On this journey, for the first time, I passed through forests which had not been devastated by the logging industry. This isn’t to say they were intact by any means; but the destruction had been wrought by locals and was on a much smaller scale. For centuries the Akha and Thai Lu people (so-called ‘hilltribes’) have made their living by the slash-and-burn farming method. They slash away the undergrowth, then set fire to the trees, before finally hand-ploughing the cinders to produce a rich and productive soil amongst the charred stumps. Ugly but effective, at least in the short term. Officially the crops grown are rice and maize, but in practice the hillsides are awash with opium poppies.

Opium has been grown and smoked for generations here, and despite government efforts the business is thriving. Within five minutes of walking into the Akha village of Namdad Mai I was discreetly offered a small packet. “Good quality, five dollars,” whispered the woman. Much of it is consumed in the villages by men relaxing happily in thatched bamboo huts while their wives and daughters hoe the fields. Time and again over the following few days, these men would offer me conspiratorial puffs at the giant brass-ringed bamboo tubes which they use as pipes.

Muang Sing has grown considerably as Laos’s trade with China has blossomed. Chinese lorries thunder down the main street, driven curiously enough by men wearing Mao caps – not exactly the height of fashion in China these days. In the bazaar Chinese noodles, Chinese toothpaste and Chinese transistor radios are popular items. I don’t know if it was just coincidence but Muang Sing’s bazaar was also the place to buy live frogs, each delicately shackled by its back legs to a bamboo stick.

My map showed a road heading north for 40 miles to Sop La, where Laos, China and Burma meet and the Mekong effectively leaves China. I hired a mountainbike and set off for this symbolically momentous spot. For the first 20 miles the dirt road was well graded and I swung easily over the hills. Gradually the scenery changed from ricefields to forest. The terrain became more mountainous, but I continued making good progress till the road gave out at the foot of a pass. Here I had to push the bike up half a mile of glutinous red mud. The camp I made at the summit was easily the highest of my trip so far, but it was still unbearably hot and I lay awake till the early hours listening to the sounds of the forest. Cicadas kept up a continuous and deafening trill, and the frogs – those that hadn’t been frogmarched off to Muang Sing bazaar – responded with deep-throated croaks from all points of the compass.

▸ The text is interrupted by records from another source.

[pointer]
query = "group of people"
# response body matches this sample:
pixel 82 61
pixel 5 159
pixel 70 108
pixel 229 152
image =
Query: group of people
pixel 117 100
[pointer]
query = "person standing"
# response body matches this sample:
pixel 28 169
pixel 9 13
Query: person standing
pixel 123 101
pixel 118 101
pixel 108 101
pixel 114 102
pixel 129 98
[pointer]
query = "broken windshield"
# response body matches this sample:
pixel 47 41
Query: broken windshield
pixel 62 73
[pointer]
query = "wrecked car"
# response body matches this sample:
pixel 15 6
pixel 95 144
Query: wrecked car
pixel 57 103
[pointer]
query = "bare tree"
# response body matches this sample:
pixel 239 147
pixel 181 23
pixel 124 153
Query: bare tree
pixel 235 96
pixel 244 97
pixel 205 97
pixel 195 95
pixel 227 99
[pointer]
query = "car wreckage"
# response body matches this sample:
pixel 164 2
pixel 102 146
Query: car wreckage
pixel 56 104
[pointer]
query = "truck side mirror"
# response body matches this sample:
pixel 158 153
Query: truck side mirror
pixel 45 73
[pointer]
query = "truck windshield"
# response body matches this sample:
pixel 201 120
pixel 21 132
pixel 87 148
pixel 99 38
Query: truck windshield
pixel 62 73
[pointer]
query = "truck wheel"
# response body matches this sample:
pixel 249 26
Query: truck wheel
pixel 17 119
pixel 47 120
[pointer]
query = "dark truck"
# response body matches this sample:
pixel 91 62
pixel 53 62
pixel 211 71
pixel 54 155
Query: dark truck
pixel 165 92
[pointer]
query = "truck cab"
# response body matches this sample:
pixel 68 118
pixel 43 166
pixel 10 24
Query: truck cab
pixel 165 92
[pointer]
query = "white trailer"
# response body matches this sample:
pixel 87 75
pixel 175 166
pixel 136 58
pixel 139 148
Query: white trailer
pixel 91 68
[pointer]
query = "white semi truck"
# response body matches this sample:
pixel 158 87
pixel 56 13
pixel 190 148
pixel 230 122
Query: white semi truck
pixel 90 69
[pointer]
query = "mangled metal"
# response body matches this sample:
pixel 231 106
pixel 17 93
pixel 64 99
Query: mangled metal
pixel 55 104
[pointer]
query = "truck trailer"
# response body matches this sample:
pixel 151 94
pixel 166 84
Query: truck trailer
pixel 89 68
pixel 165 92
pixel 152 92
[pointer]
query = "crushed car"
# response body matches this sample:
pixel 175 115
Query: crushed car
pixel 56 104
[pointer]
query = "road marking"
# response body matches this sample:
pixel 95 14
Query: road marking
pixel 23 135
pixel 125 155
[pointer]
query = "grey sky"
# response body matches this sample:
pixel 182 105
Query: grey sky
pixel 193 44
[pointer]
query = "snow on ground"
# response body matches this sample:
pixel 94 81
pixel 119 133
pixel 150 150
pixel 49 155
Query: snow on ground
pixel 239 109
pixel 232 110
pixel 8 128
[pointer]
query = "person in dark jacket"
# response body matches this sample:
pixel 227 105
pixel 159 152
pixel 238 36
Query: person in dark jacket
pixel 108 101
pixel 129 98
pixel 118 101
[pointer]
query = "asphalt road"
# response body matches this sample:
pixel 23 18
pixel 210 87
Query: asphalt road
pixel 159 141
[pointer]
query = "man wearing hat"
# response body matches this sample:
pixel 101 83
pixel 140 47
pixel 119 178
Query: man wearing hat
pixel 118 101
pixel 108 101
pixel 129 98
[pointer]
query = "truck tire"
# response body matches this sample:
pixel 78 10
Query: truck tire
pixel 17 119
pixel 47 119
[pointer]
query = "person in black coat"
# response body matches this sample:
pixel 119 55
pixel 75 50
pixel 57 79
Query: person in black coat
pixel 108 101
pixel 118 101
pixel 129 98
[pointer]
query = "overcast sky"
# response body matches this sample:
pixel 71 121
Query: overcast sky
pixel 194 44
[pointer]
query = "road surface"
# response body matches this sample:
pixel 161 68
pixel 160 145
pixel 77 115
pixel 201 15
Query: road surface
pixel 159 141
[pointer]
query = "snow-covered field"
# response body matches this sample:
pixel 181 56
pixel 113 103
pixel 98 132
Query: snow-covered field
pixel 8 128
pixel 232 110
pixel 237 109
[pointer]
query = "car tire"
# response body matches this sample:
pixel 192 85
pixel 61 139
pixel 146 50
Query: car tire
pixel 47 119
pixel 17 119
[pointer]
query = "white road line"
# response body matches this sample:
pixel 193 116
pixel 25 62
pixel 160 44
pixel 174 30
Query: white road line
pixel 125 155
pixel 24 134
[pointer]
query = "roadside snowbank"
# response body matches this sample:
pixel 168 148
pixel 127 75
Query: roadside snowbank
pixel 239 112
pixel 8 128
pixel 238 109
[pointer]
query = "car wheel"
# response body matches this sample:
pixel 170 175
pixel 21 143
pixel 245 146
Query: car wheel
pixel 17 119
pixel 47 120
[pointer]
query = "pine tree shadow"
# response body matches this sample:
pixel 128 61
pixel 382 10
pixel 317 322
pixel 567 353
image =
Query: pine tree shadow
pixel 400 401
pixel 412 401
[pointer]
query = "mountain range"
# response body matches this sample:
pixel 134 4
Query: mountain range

During the night I was visited by an odd couple carrying a paraffin lamp like wayfarers from a Thomas Hardy novel. The husband unzipped my tentflap. “Would you like a smoke?” he asked. “No thanks,” I replied sleepily. “Have you got any opium?” he persisted. “Sorry,” I said. “Could you give me some money to buy opium then?” “No, absolutely not.”

Unconcerned, he sat down in the tent porch, lit his pipe, and immediately collapsed into a fit of coughing which continued for a full five minutes before this strange pair said a polite goodnight and shuffled on their way.

The road had now become just a line of footprints in the mud, but I pushed the bike for another half mile until a group of boisterous lads blocked my way. They were sitting smoking cigarettes and obviously at a loose end. One of them immediately asked if he could have a go on my bike. I said OK and he set off downhill, but it quickly became clear that he’d never ridden a bicycle before. Gathering speed, he didn’t seem to know how to use the brakes, and soon went head-over-heels.

The damage to him was just a grazed ankle, but for the bike it was more serious. Its front wheel had buckled and was scraping against the fork. Amazingly, using a rock and a piece of wood, I managed to hammer it straight again, but looking at the bike, at the path and at me, I had to accept that my northward ride was at an end. I waved goodbye to the boys, thwacked the handlebars straight and turned back towards Muang Sing.